"This time last year," I wrote this time last year....
And here we are again, a second Covid Christmas and New Years, with a new variant promising a dark winter, stealing away our mental and physical well-being and our ability to press re-set, if that button can even be located. And like last year I'm thinking about home, how it's defined and what it means, for me and my wife, laying low again (by pre-Pandemic choice) in DeKalb, eschewing holiday travels, and for all of us, now that homeward is again a fraught and unhappy notion. Last December I recognized that in 2019 "I was writing that on the cusp of the deadliest year in United States' history," and I was grimly aware that what I'd written felt "quaint, if not archaic."
In 2020 the very definition of home has been radically challenged and reimagined, those with homes—to hunker down in, or to mournfully avoid—and those without forced to reckon with a new understanding of what behind closed doors means. Because we'd made the decision to eschew Christmas/New Years traveling, staying put is relatively easy for us, but I feel for those for whom flying or driving from home to home is a profound and crucial emotional component of their lives; for many, the occasion is the only time to see family and friends. And I feel for the malcontents, too, and, more seriously, the members of dysfunctional families for whom "the holidays" are torture—even those folk, forced now to stay home, may face a startling renewal of the desire for familial intimacies, even the faking of them. Home's pull is surprisingly strong; it reaches across miles and through bolted doors.

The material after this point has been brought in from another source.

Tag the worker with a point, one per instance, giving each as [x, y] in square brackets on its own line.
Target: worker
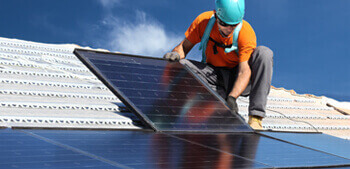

We've all gone through so much the last nineteen months, some of us numb to things, others feeling the wounds fresh still. We've passed 800, 000 U.S. deaths, a startling and macabre statistic, a grim reminder, and yet that doesn't stop us from feeling that in-the-marrow impulse to celebrate the holidays, with friends, family, or on our own. But the revelry is tempered, and I have to ask for how long. Since the answer to that question is as unknowable as the fog was thick this morning, I have to simply plug myself into what gives me pleasure, and hope that you can do the same. I'm struck today by what little insight I have as I reflect on the last year, because it feels that so little has changed even though we've experienced a year of joys as well as tragedies. The predictable stuff. All we really can do in the face of a pandemic, aside from the smart, preventative measures that, unacceptably, far too many are still reluctant to take, is to count blessings, assist others when we can, and focus on the small and large pleasures that being alive gives us. I write this in good health, vaccinated and boosted, recognizing my privilege, and luck. I'll mask up, I'll limit my socializing, I'll mourn for the bands I'm not seeing and the venues I'm not seeing them in, and I'll mourn the toll all of this is taking on us, but I'll try to keep counting my blessings. Happy Holidays.